Nous fîmes dresser le camp au bord d’un petit zihoua, niché dans l’herbe et couvert de nénufars blancs, rouges et jaunes.

Comme les bœufs n’étaient pas chers, j’en achetai un pour nos hommes. La bête échappa à ceux qui l’amenaient, prit le galop et s’enfuit d’une course furieuse ; il fallut la chasser et la tuer à coups de fusil.

C’était vers le Djihoué la Sinnga, la Roche à l’herbe molle, que nous nous dirigions le lendemain. La route traversait un défrichement qui s’étendait à perte de vue et dans lequel se trouvaient des villages populeux, de nombreux troupeaux, de grands espaces cultivés.

Tous les villages étaient pourvus d’estacade, tous les champs entourés de fossés profonds et de levées bien faites ; à un endroit, nous avons même vu des essais d’irrigation.

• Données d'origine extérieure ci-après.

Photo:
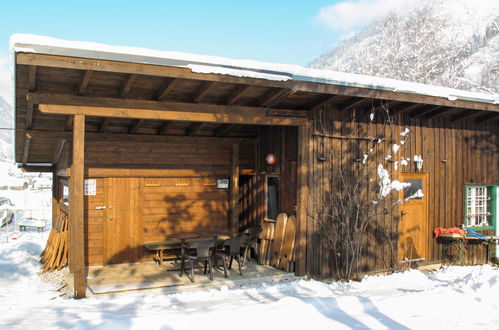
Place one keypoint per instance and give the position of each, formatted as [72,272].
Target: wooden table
[188,237]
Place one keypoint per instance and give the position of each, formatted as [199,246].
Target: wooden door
[413,225]
[123,225]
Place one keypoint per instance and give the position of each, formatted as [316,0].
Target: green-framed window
[480,207]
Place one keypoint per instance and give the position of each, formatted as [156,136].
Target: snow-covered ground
[451,298]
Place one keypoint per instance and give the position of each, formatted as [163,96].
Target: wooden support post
[234,189]
[302,190]
[76,205]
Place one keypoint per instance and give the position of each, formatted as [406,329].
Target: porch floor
[150,275]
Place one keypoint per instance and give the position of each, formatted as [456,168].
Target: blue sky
[282,31]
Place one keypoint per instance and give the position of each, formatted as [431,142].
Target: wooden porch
[150,275]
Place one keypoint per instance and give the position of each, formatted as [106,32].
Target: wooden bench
[32,223]
[160,246]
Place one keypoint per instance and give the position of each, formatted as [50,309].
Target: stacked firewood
[55,255]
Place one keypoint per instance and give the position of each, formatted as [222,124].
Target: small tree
[361,195]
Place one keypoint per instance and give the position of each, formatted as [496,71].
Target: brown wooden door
[413,225]
[122,226]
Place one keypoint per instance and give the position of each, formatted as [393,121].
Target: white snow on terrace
[451,298]
[245,68]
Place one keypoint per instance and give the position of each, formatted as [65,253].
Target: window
[480,206]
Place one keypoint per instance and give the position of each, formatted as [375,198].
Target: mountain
[6,134]
[452,43]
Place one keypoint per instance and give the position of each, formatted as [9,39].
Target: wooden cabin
[144,144]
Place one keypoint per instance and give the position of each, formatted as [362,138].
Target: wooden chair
[232,249]
[200,251]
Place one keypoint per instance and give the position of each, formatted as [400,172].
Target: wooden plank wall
[455,153]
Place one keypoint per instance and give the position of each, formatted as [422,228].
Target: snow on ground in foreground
[452,298]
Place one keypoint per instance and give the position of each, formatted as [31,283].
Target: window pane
[416,184]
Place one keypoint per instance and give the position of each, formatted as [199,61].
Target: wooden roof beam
[58,151]
[69,124]
[324,100]
[225,129]
[465,114]
[103,125]
[136,125]
[236,94]
[207,113]
[165,88]
[204,90]
[163,130]
[439,112]
[27,143]
[358,103]
[274,97]
[85,80]
[127,85]
[422,112]
[194,128]
[487,117]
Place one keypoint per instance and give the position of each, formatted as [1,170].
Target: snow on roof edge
[233,67]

La culture de ces champs, soigneusement labourés, doit exiger beaucoup de travail et de persévérance. Tout le sol est d’abord remué à la pioche et mis en larges billons avec la houe, billons qui, pour la prochaine récolte, seront retournés complètement, de telle manière que les ados de l’année deviennent le sillon de l’année suivante.

Pas un des villages dans lesquels nous entrâmes qui ne fût d’une propreté et d’une tenue remarquables. Partout nous vîmes des cases bien faites et d’une construction surprenante, si l’on considère l’insuffisance des matériaux et des moyens dont les ouvriers disposent. En vérité, à part leur ignorance du livre, les habitants de ce district ne sauraient être regardés comme occupant une place inférieure dans l’échelle de la civilisation.

Nous traversions alors la ligne de faîte qui sépare le bassin de Roufidji de ceux du Nil et du Congo.

Retardés par un Kiranngosi stupide, qui nous fit longer les deux côtés d’un triangle, nous n’arrivâmes qu’à deux heures, tandis que ceux de nos hommes qui avaient pris la route directe avaient gagné le camp à midi.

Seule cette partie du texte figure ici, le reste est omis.